Документ этот уместно сопоставить с выдержкой из мемуаров графа С. Ю. Витте, касающейся опасной для самодержавия общественной деятельности С. Т. Морозова.
«...Он попался в Москве. Чтобы не делать скандала, полицейская власть предложила ему уехать за границу. Там он окончательно попал в сети революционеров и кончил самоубийством».

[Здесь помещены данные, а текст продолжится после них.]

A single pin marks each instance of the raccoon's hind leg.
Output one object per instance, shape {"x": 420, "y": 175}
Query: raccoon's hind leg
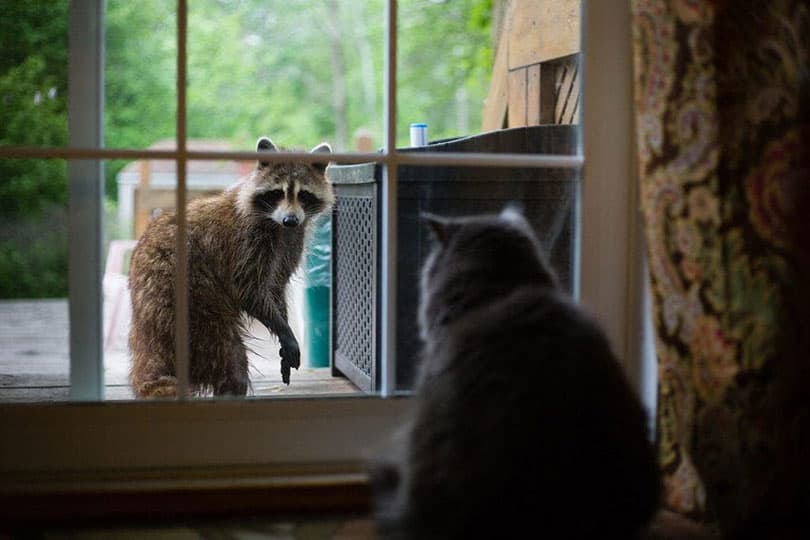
{"x": 164, "y": 386}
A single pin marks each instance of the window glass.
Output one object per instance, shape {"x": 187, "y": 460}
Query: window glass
{"x": 299, "y": 72}
{"x": 34, "y": 321}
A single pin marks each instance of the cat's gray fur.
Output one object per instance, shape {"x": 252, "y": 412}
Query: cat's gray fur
{"x": 523, "y": 419}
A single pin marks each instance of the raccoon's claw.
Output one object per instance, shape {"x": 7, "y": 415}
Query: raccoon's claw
{"x": 290, "y": 358}
{"x": 285, "y": 372}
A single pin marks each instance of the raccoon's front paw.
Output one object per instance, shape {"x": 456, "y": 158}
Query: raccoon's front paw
{"x": 290, "y": 357}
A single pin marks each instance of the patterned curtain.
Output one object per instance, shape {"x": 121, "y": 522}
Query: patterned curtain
{"x": 721, "y": 91}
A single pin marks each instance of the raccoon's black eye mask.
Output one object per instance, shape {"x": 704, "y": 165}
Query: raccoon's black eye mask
{"x": 269, "y": 199}
{"x": 309, "y": 200}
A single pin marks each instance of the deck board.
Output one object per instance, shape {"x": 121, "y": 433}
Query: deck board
{"x": 35, "y": 362}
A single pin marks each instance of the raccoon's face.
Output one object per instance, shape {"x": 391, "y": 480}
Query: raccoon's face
{"x": 288, "y": 193}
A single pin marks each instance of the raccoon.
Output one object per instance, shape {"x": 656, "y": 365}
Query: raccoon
{"x": 243, "y": 246}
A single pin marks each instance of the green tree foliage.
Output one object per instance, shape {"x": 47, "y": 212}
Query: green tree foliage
{"x": 299, "y": 71}
{"x": 33, "y": 112}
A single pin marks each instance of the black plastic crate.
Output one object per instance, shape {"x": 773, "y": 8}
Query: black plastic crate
{"x": 547, "y": 195}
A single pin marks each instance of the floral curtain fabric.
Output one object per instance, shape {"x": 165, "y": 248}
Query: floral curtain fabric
{"x": 721, "y": 90}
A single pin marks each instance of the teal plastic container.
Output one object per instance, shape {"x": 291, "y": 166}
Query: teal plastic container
{"x": 317, "y": 293}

Всесильный премьер империи располагал обширной информацией, получаемой от секретных агентов полиции. Отнюдь не симпатизируя Морозову и откровенно ненавидя революционеров, сановник постарался всячески очернить их в глазах своих будущих читателей и вместе с тем отвести возможные подозрения от властей — истинных виновников самоубийства известного в стране общественного деятеля. Но это явно не удалось графу Сергею Юльевичу. Никаких доказательств шантажа Морозова со стороны революционеров в архивах полиции нет и в помине, а фразы: «...Он попался в Москве. Чтобы не делать скандала, полицейская власть предложила ему уехать за границу» — прямо указывают на то, что Морозова шантажировала именно охранка.

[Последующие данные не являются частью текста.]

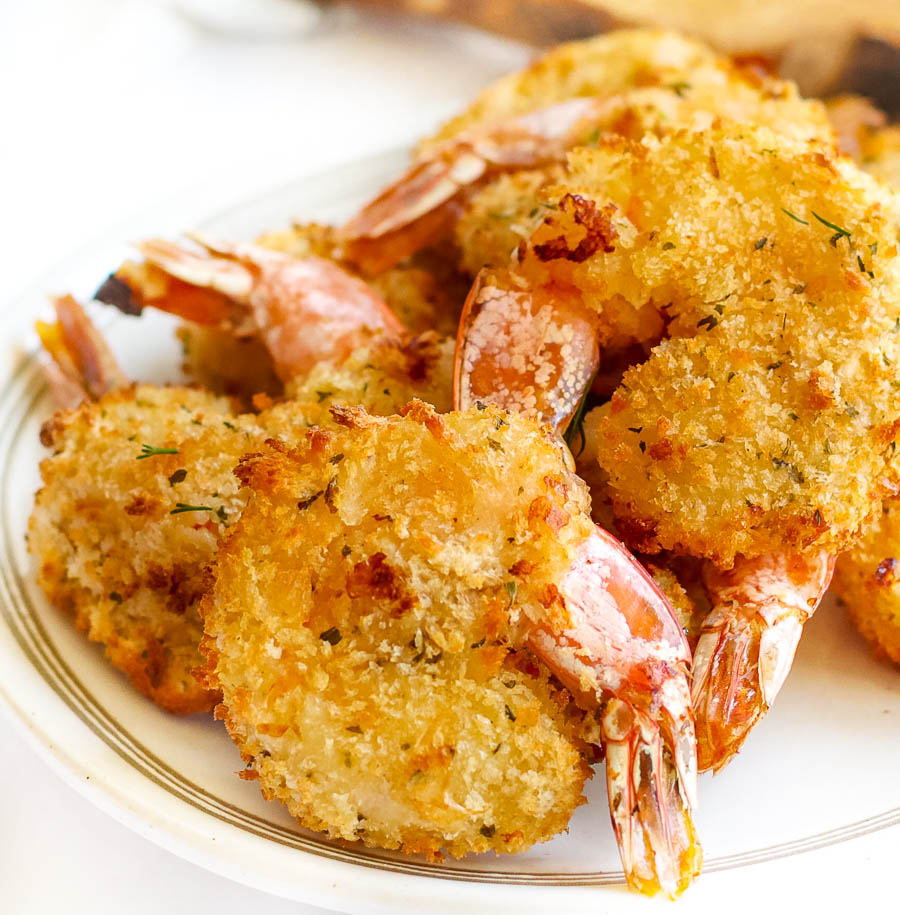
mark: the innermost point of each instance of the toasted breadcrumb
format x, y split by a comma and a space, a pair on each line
867, 579
768, 416
364, 629
107, 546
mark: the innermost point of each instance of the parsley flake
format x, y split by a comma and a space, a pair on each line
150, 451
181, 507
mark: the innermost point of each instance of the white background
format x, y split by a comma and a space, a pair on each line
106, 109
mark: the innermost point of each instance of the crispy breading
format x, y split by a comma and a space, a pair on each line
107, 545
765, 418
867, 579
381, 377
109, 550
364, 629
500, 216
639, 59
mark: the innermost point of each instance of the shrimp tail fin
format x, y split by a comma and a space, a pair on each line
81, 366
747, 645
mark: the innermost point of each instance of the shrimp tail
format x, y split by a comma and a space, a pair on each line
747, 645
417, 208
81, 365
524, 350
648, 808
622, 651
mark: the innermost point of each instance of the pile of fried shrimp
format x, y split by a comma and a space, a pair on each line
539, 463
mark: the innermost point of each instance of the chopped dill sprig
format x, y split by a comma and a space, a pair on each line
184, 507
150, 451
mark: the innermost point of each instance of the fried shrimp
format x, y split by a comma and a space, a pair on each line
759, 433
627, 84
867, 580
134, 499
230, 354
768, 415
139, 489
383, 621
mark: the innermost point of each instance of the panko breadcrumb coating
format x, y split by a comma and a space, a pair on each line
500, 216
867, 579
767, 417
364, 629
108, 546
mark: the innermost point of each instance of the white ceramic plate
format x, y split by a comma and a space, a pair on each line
811, 799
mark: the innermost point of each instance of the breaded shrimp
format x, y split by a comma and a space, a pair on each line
764, 419
759, 434
382, 623
867, 580
426, 294
134, 500
626, 84
140, 488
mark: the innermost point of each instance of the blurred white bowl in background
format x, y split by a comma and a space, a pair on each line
252, 18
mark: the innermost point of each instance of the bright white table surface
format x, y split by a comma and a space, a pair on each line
106, 109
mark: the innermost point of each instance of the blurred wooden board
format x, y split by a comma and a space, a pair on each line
827, 46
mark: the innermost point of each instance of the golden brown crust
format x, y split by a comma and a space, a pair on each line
108, 548
867, 579
764, 419
363, 630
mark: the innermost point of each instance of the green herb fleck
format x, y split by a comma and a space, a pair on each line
150, 451
303, 504
332, 636
184, 507
839, 231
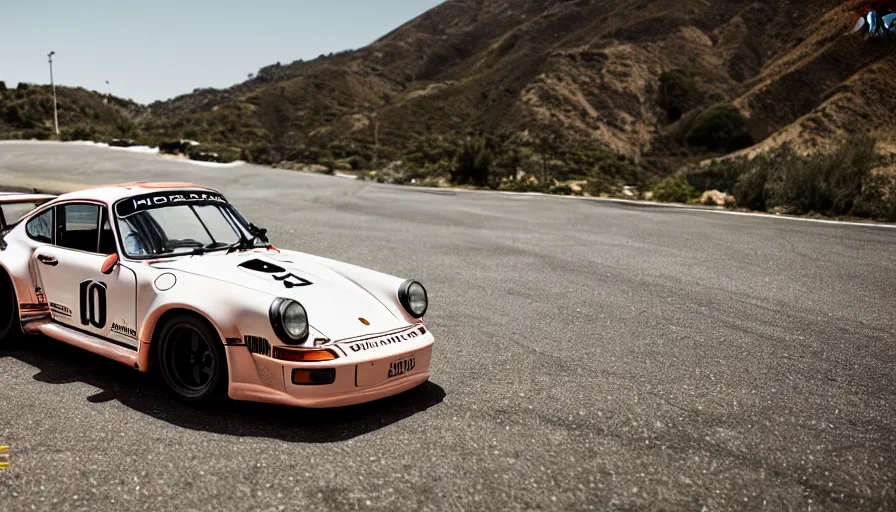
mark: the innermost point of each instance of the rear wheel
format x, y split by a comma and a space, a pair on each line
10, 326
191, 360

И наконец: зачем революционерам было угрожать Морозову? Еще задолго до отъезда за границу он вручил Марии Федоровне Андреевой страховой полис на 100 тысяч рублей на случай своей смерти для передачи этих денег большевикам. Значит, он заранее решил расстаться с жизнью. Но не забыл при этом своих обязательств перед нарастающей революцией.

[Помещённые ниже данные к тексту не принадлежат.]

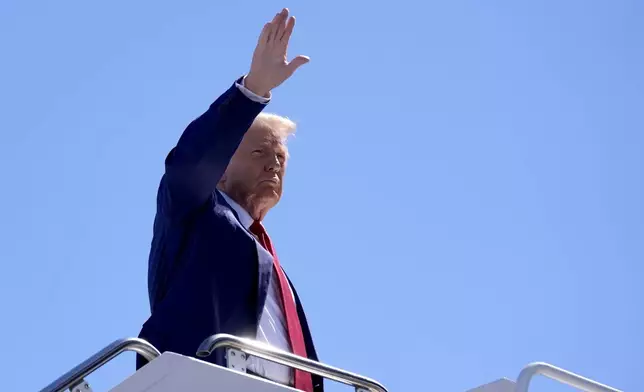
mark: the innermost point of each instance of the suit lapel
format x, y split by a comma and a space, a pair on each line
264, 259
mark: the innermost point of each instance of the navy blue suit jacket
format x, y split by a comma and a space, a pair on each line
204, 274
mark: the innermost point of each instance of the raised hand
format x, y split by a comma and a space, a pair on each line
270, 67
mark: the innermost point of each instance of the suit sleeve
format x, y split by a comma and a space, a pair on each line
195, 165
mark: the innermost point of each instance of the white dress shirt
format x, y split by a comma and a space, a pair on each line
272, 323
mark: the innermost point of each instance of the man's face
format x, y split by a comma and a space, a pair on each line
254, 175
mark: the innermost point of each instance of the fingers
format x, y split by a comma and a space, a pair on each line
263, 36
278, 25
286, 35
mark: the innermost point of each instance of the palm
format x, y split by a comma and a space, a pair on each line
270, 66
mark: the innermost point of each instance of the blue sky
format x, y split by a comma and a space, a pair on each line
465, 193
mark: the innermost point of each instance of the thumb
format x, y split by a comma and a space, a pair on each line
297, 63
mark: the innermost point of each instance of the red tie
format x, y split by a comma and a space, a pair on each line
303, 380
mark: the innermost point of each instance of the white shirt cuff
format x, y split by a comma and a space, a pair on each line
251, 95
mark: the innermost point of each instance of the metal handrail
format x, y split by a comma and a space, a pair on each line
561, 375
77, 374
267, 352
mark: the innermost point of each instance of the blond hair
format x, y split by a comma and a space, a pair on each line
281, 126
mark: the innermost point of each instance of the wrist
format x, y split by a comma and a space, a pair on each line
256, 87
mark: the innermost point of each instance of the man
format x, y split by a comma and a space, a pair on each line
212, 267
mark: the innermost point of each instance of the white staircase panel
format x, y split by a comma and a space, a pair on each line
173, 372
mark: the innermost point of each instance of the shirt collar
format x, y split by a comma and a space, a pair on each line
244, 217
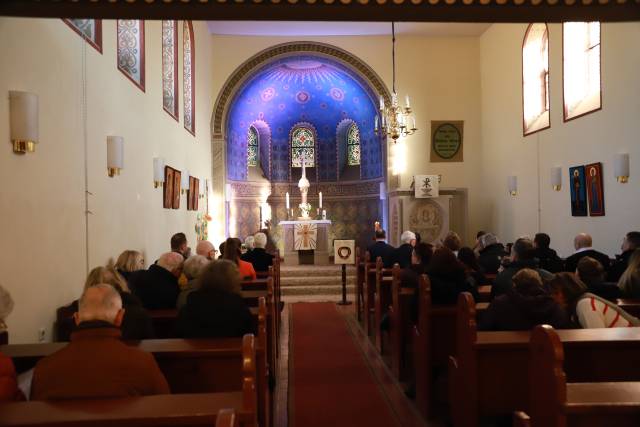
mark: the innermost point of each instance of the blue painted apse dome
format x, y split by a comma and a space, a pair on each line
309, 91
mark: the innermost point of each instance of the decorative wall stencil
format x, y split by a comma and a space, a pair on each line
131, 50
595, 189
578, 191
170, 67
447, 141
88, 29
188, 59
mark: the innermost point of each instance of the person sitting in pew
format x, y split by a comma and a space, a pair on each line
523, 306
216, 308
192, 269
592, 274
586, 309
97, 363
629, 283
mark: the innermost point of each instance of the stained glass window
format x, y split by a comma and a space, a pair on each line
302, 146
353, 146
170, 68
188, 58
131, 50
252, 147
89, 29
581, 68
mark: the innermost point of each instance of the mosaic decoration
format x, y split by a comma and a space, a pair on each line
188, 57
252, 147
170, 67
353, 146
88, 29
131, 50
302, 146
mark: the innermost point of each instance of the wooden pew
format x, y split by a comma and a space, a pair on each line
489, 375
556, 403
161, 410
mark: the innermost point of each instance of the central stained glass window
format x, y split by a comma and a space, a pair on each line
353, 146
252, 147
302, 146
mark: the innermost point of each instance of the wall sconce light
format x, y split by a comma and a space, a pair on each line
621, 167
184, 181
23, 108
512, 182
556, 178
115, 155
158, 172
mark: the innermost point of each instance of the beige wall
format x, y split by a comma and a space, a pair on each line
42, 199
592, 138
441, 75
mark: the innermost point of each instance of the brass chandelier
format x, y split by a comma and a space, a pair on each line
395, 121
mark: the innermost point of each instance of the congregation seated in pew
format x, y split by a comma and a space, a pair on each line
216, 308
97, 363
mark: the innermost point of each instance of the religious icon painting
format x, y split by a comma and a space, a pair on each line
168, 188
595, 189
578, 191
177, 178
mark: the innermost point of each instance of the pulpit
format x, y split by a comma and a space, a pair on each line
306, 237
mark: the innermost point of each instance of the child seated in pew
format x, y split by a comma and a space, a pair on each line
216, 308
524, 306
586, 309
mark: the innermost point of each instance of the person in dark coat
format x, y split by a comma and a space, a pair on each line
402, 254
381, 249
260, 259
523, 257
490, 254
216, 308
548, 259
524, 305
582, 243
158, 287
630, 243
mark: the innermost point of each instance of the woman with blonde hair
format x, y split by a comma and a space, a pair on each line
629, 282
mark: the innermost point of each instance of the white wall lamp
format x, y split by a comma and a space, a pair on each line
621, 167
23, 111
556, 178
115, 155
512, 183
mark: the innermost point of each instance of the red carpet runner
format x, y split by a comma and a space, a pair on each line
330, 384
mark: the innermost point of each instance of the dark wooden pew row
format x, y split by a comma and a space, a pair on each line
489, 375
556, 403
182, 409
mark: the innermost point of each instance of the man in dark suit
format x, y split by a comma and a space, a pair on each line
582, 243
381, 249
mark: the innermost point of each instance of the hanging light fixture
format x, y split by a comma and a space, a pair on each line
395, 122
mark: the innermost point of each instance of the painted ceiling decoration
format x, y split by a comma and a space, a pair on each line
347, 10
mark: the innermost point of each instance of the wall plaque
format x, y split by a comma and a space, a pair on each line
446, 141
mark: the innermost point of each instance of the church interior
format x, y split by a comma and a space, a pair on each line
174, 121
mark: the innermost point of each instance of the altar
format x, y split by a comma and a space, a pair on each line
305, 237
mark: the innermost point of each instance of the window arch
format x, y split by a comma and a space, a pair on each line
353, 146
303, 146
189, 88
535, 78
581, 68
170, 68
253, 147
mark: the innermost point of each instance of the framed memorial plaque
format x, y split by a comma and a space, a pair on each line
447, 141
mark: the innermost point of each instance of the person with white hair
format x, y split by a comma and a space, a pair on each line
97, 363
402, 254
260, 258
158, 287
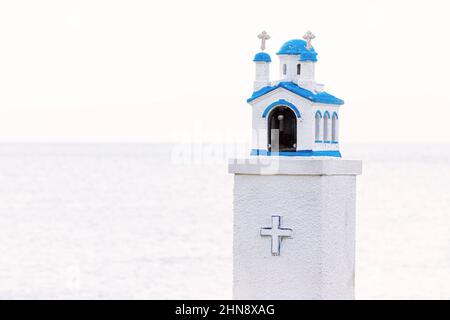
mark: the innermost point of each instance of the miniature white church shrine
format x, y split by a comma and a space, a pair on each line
294, 197
293, 116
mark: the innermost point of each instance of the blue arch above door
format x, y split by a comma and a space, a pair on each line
281, 102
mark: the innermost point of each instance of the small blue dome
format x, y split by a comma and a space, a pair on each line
262, 56
298, 47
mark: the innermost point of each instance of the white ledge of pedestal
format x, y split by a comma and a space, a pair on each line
294, 166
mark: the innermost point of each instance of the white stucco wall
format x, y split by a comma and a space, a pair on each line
316, 199
305, 124
262, 75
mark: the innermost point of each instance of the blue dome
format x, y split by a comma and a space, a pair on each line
298, 47
262, 56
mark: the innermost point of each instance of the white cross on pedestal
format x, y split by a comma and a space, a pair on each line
263, 36
277, 233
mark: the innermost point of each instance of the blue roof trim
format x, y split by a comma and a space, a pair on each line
281, 102
262, 57
321, 97
294, 47
301, 153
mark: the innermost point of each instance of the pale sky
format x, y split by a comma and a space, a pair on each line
146, 71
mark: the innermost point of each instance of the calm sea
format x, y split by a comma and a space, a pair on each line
135, 221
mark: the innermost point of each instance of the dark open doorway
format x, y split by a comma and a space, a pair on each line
282, 130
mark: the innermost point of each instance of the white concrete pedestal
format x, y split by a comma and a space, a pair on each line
310, 254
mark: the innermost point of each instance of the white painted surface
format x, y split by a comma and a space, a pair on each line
305, 124
262, 75
318, 204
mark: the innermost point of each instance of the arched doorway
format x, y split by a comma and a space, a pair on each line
282, 130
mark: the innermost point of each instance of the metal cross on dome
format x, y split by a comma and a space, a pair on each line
276, 233
308, 37
263, 36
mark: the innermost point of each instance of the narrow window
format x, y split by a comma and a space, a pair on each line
334, 124
318, 121
326, 117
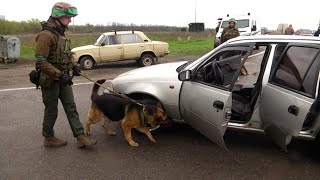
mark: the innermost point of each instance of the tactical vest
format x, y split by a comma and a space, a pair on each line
230, 33
60, 57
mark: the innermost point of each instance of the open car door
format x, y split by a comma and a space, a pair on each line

Свидетельства Марии Федоровны Андреевой на сей счет не оставляют сомнений. Вот что писала она 5 июля 1906 года из Адирондака (Соединенные Штаты Америки), находясь там вместе с А. М. Горьким, адвокату П. Н. Малянтовичу, который вел процесс о страховом полисе:
•
«Многоуважаемый Павел Николаевич!
Покорнейше прошу Вас выдать полученные по страховому полису покойного Саввы Тимофеевича Морозова сто тысяч рублей для передачи Леониду Борисовичу Красину»
Так вот о чем предупреждал Морозов Красина при последней встрече с ним в Виши, когда говорил, что Андреева исполнит его волю. Воля эта была выражена вполне определенно: служить делу революции и после своей смерти — и была скреплена подписью на страховом полисе и выстрелом в сердце.
Принято считать самоубийство актом малодушия. Если это и верно, то лишь частично. Иногда, чтобы покончить с собой, надо иметь и благородную цель, и мужество, и ясный ум. Тогда человек оставляет по себе добрую память.
Думается, именно с этих позиций оценивал Максим Горький итог жизни Саввы Морозова:
«...из угла, в который условия затискали этого человека, был только один выход — в смерть. Он был недостаточно силен для того, чтобы уйти в дело революции, но он шел путем, опасным для людей его семьи и его круга...
После смерти Саввы Морозова среди рабочих его фабрики возникла легенда: Савва не помер: вместо него похоронили другого, а он «отказался от богатства и тайно ходит по фабрикам, поучая рабочих уму-разуму».
Легенда эта жила долго, вплоть до революции» 1.
Мудрость времени. Послесловие
Легенда, о которой упоминает А. М. Горький, завершая очерк о Морозове, памятна землякам Саввы Тимофеевича и в наши дни. В этом я убедился, приехав в Орехово-Зуево на встречу с читателями документальной повести «Дед умер молодым». В историко-краеведческом музее во Дворе Стачки собрались люди разных возрастов — и пожилые мои сверстники, и молодежь. Все они с интересом расспрашивали меня о работе над книгой, с уважением и симпатией говорили о главном ее персонаже, о своеобразной его судьбе, тесно сплетенной с первой русской революцией.
И я подумал тогда: вот она, мудрость времени. Она выше сословных предрассудков, во власти которых оказались родственники Саввы Тимофеевича.
Еще бы. Репутации именитой буржуазной фамилии могли повредить как самый факт самоубийства известного в стране промышленника, так и особенно упорные слухи о связях его с революционерами. Потому-то и уместно мне предположить, что бракосочетание Зинаиды Григорьевны с генералом Анатолием Анатолиевичем Рейнботом, состоявшееся спустя два года после смерти С. Т. Морозова, было продиктовано честолюбивыми интересами богатой вдовы. Рейнбот был назначен московским градоначальником в 1906 году. Высокое положение нового супруга открывало перед его женой двери даже в придворные круги.
Новому семейному положению должно было отвечать и новое поместье. У некоего Герасимова, торговавшего дачными участками, было куплено обветшалое имение Горки близ Подольска, в живописнейшем уголке Подмосковья, на берегу Пахры.